Kate de goldi / EDITOR

When I was young I worried occasionally about what I would do when I grew up. Would I get a job? How? What would it be? What was I good at? Not much, I usually concluded. I was kind of idle. Apart from singing the thing I liked best in the world was reading. That was what I was good at. But as far as I knew there were no reading jobs.

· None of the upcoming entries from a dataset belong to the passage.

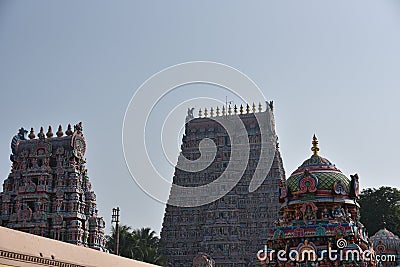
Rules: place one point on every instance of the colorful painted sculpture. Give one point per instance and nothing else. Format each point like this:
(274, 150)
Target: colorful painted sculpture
(319, 214)
(48, 191)
(388, 244)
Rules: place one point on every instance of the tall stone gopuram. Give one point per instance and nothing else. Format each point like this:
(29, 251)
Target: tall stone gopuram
(230, 230)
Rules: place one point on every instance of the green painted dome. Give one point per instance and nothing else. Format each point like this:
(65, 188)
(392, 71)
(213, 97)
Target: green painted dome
(325, 172)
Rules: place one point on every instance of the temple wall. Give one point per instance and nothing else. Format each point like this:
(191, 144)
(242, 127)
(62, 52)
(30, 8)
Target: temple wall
(23, 249)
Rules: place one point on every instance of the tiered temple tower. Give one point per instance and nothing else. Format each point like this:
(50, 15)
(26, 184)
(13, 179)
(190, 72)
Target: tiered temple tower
(48, 191)
(319, 223)
(230, 230)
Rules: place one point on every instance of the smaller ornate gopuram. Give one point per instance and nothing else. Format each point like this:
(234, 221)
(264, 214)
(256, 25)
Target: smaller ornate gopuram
(48, 191)
(319, 222)
(387, 246)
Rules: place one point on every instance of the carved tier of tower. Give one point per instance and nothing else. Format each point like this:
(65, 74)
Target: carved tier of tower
(48, 191)
(319, 221)
(229, 230)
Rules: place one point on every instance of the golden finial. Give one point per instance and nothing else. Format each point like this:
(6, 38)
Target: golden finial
(315, 147)
(69, 130)
(32, 134)
(59, 133)
(41, 133)
(49, 133)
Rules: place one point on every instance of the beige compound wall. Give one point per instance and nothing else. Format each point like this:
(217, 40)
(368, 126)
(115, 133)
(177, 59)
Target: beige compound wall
(22, 249)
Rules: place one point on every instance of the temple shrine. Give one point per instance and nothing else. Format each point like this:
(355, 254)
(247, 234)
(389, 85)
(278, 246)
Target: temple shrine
(48, 192)
(319, 221)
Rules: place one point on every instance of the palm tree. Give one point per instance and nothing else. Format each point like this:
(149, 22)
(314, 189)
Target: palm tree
(125, 241)
(146, 246)
(139, 244)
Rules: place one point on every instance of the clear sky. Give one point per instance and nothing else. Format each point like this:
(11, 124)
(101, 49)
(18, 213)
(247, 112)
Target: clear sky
(331, 67)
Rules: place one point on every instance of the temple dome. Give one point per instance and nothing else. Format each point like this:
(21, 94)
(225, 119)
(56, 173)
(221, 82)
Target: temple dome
(326, 173)
(386, 238)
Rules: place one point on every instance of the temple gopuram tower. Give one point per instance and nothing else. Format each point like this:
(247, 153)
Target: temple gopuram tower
(319, 222)
(229, 230)
(48, 191)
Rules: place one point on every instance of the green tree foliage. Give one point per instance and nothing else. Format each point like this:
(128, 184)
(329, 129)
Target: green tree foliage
(379, 206)
(139, 244)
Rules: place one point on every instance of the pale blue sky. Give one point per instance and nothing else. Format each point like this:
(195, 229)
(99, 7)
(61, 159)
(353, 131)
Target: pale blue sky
(331, 67)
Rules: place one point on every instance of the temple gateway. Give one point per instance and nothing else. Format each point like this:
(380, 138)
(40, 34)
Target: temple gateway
(48, 192)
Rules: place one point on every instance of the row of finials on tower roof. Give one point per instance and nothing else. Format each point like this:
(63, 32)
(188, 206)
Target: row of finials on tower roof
(229, 110)
(41, 135)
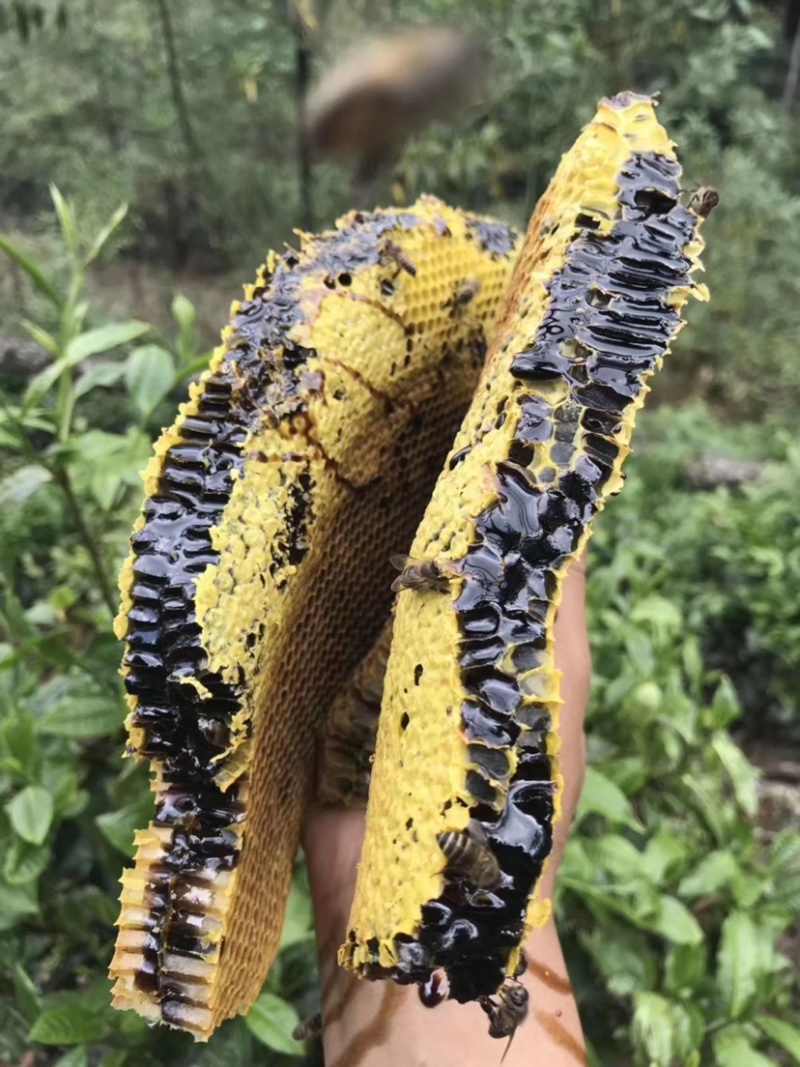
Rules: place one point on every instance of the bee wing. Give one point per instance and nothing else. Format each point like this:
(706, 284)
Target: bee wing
(508, 1046)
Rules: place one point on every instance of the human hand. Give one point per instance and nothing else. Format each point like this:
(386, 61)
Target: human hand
(382, 1024)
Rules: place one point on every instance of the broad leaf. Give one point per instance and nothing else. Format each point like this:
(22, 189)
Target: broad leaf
(272, 1021)
(715, 871)
(742, 774)
(148, 373)
(83, 717)
(17, 903)
(99, 375)
(30, 812)
(685, 968)
(75, 1057)
(26, 993)
(674, 922)
(25, 862)
(661, 1030)
(68, 1024)
(738, 962)
(22, 483)
(736, 1051)
(601, 796)
(117, 826)
(782, 1033)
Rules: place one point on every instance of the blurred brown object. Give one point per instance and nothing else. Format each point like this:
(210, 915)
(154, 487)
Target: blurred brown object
(714, 471)
(376, 97)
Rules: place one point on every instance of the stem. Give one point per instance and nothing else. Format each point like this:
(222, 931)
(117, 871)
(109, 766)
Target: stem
(302, 76)
(793, 75)
(63, 479)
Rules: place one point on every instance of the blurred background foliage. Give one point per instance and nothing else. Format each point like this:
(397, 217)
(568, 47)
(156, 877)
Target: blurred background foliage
(681, 886)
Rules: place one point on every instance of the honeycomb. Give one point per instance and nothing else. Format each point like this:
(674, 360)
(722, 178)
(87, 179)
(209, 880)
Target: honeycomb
(350, 731)
(467, 730)
(258, 573)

I read anything. We went every week to the library where I always borrowed fiction. I collected Bobbsey Twin books (an endless series about double twin siblings). Our parents bought a lot of books, too – for themselves and us. Every Friday night my mother gave me a pile of Puffin books (more fiction) to read over the weekend; our father bought us encyclopedias, science and history books. If you ran out of children’s books you could look at the curious goings on in the Time Life books about the body, or outer space, or the Amazon, or insects. Or you could try the grownups’ novels and learn surprising, sometimes disturbing, things about adult behaviour. The Encylopedias were excellent for dipping into - my all-time favourite was NOP in the Junior Britannica: there was a huge section about Party Games; one of them was called Dumb Crambo, which I still find a very funny name. (It means re-stewed cabbage). 

For comics I had to go to other people’s houses. My cousin, Christine, had ‘Pinky and Perky’ (they were pigs) and ‘Princess Tina’ (mostly girls). Other cousins and friends had war comics – square jawed American and British men fighting Germans – which I found especially alluring. Cousins and friends all seemed to have annuals, too - compendiums of comics, stories, games and puzzles, published for Christmas: Girls’ Crystal. Princess Tina. Rupert. Dandy. The Beano, to name just some. Annuals for boys, annuals for girls, I couldn’t get enough of them. And they seemed never to end. Or, when you thought you’d finished with one, you’d come back later and find stuff you hadn’t noticed before. Bottomless treasure. One Christmas, out of the blue, my sister Clare got Bunty Annual in her pillowcase – the only annual ever in our house. She was eight. I was eleven and speechless with envy. I got my mitts on it as soon as possible. ‘Funny thing,’ Clare told me recently, ‘I was still reading that Bunty when I was eighteen. I always seemed to find something new in it.’

Eventually, I became a writer, the next best thing to reading for a job. I’ve written picture books, novels and short stories. Sometimes essays, speeches, articles, book reviews. I enjoy writing very much. But I really like working on projects with other people, too. Editing Annual with Susan has been the best yet. As good as reading Junior Britannica, NOP. Surprising and hilarious. Bottomless treasure.